Subject: File system corruption
To: None <current-users@netbsd.org>
From: Tim Preston <tim@flibble.org>
List: current-users
Date: 03/28/2001 16:13:11
I've been seeing file system corruption on a regular basis since I build
my -current playbox using 1.5S a couple of months ago.

This is on a RAID1 file system running of IDE disks, with softdep on.

Interestingly I only see this problem on one of the file systems, and
it's the one I ran fsirand on as it is likely to be NFS exported at some
point, however it contains all my source and and obj trees and so it's
by far the most heavily used filesystem on the box so this is likely
coincidence...

I'm not seeing any disk errors reported by the kernel, userland in from
the same date as the kernel.

Anyone got any idea how I can start working out what is causing this?

Some (hopefully relevant) details

This is the sort of thing I'm seeing, note that the filesysten is
currently marked as clean, this isn't being caused by crashes, also it's
unmounted because my CVS update just failed because of the state of the
disk and I'm about to fix the damn thing (again).

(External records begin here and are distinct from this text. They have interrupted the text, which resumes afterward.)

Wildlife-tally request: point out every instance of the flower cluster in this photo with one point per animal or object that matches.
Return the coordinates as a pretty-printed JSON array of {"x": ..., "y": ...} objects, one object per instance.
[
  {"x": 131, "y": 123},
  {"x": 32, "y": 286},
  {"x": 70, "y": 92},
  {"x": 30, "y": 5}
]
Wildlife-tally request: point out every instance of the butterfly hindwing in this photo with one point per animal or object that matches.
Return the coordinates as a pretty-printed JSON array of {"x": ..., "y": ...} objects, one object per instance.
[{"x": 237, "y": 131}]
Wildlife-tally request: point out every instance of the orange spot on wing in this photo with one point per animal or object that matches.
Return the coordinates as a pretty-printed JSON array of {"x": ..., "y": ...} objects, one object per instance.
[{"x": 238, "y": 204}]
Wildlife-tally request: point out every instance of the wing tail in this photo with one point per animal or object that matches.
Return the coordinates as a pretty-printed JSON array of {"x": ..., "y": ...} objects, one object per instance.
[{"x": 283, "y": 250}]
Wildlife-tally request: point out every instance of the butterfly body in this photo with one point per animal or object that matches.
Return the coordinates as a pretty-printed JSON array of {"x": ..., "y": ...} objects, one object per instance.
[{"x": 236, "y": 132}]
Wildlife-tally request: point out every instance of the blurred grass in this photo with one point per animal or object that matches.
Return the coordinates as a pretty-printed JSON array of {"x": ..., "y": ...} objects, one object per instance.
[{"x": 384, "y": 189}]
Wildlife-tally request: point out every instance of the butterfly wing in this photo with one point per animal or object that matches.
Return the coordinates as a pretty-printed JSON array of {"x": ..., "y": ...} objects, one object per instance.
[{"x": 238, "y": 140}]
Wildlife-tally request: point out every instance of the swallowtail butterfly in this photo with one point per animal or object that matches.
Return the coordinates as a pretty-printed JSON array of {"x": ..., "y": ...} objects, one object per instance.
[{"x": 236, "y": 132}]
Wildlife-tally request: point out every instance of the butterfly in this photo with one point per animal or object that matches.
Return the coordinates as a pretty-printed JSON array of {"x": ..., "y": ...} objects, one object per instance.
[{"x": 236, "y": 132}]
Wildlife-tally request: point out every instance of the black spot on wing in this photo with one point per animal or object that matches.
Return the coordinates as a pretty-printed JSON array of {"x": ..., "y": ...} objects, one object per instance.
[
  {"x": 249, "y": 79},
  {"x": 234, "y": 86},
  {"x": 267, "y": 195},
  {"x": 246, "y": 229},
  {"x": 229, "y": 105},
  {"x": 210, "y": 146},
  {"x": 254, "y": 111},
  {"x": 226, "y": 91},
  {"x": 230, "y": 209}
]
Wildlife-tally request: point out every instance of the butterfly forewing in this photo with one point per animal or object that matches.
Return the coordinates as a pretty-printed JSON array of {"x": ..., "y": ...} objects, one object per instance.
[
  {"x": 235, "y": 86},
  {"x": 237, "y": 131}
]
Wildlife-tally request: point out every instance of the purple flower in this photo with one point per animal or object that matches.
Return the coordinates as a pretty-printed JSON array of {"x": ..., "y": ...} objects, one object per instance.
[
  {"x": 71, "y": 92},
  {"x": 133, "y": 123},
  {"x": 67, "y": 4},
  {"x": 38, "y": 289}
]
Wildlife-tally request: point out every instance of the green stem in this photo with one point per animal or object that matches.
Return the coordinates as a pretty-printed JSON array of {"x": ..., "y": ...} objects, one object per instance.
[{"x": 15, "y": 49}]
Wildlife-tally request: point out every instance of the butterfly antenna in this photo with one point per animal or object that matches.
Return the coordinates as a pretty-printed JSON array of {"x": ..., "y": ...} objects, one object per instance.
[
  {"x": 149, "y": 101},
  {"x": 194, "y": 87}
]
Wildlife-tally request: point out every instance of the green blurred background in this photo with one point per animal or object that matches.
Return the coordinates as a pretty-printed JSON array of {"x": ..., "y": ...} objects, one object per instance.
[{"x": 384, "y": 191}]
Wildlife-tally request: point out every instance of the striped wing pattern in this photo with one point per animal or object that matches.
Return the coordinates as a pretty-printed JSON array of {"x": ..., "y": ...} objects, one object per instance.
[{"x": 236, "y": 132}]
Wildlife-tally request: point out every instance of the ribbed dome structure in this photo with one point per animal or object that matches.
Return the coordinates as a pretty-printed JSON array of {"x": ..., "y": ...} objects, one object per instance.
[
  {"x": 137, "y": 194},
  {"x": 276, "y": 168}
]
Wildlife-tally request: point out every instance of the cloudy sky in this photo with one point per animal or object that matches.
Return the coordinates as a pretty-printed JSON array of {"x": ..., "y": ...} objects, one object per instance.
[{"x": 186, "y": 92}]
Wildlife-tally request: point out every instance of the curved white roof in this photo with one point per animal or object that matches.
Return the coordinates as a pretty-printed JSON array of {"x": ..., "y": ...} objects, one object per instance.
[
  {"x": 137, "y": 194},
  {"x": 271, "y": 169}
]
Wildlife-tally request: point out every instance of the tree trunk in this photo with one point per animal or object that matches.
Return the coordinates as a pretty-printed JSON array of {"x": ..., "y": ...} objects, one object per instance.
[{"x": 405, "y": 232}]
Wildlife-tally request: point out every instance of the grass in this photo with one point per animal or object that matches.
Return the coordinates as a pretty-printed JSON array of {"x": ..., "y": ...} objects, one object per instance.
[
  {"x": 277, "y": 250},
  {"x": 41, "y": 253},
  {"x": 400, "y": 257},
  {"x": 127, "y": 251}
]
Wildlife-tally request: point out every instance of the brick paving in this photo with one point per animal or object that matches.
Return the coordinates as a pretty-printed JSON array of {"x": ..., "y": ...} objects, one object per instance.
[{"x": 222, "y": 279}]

=============================================================

root@katrina:~# fsck -fn /usr/export
** /dev/rraid0h (NO WRITE)
** File system is already clean
** Last Mounted on /usr/export
** Phase 1 - Check Blocks and Sizes
PARTIALLY ALLOCATED INODE I=220
CLEAR? no

PARTIALLY ALLOCATED INODE I=119396
CLEAR? no

UNKNOWN FILE TYPE I=197668
CLEAR? no

PARTIALLY ALLOCATED INODE I=205359
CLEAR? no

PARTIALLY ALLOCATED INODE I=205360
CLEAR? no

PARTIALLY ALLOCATED INODE I=396996
CLEAR? no

INCORRECT BLOCK COUNT I=453639 (0 should be 8)
CORRECT? no

PARTIALLY ALLOCATED INODE I=703224
CLEAR? no

PARTIALLY ALLOCATED INODE I=706884
CLEAR? no

INCORRECT BLOCK COUNT I=735029 (48 should be 72)
CORRECT? no

INCORRECT BLOCK COUNT I=735031 (0 should be 48)
CORRECT? no

PARTIALLY ALLOCATED INODE I=852108
CLEAR? no

PARTIALLY ALLOCATED INODE I=1074852
CLEAR? no

PARTIALLY ALLOCATED INODE I=1411156
CLEAR? no

PARTIALLY ALLOCATED INODE I=1411244
CLEAR? no

** Phase 2 - Check Pathnames
** Phase 3 - Check Connectivity
** Phase 4 - Check Reference Counts
BAD/DUP FILE I=197668  OWNER=root MODE=11371
SIZE=0 MTIME=Jan  1 01:00 1970 
CLEAR? no

LINK COUNT DIR I=617230  OWNER=root MODE=40755
SIZE=512 MTIME=Mar 28 15:28 2001  COUNT 4 SHOULD BE 2
ADJUST? no

UNREF FILE  I=617489  OWNER=root MODE=100644
SIZE=44 MTIME=Feb 16 02:23 2001 
RECONNECT? no


CLEAR? no

UNREF FILE  I=617490  OWNER=root MODE=100644
SIZE=41 MTIME=Feb 16 02:23 2001 
RECONNECT? no


CLEAR? no

UNREF FILE  I=617491  OWNER=root MODE=100644
SIZE=221 MTIME=Feb 16 02:23 2001 
RECONNECT? no


CLEAR? no

** Phase 5 - Check Cyl groups
FREE BLK COUNT(S) WRONG IN SUPERBLK
SALVAGE? no

SUMMARY INFORMATION BAD
SALVAGE? no

BLK(S) MISSING IN BIT MAPS
SALVAGE? no

285912 files, 794473 used, 2235846 free (80254 frags, 269449 blocks, 2.6% fragmentation)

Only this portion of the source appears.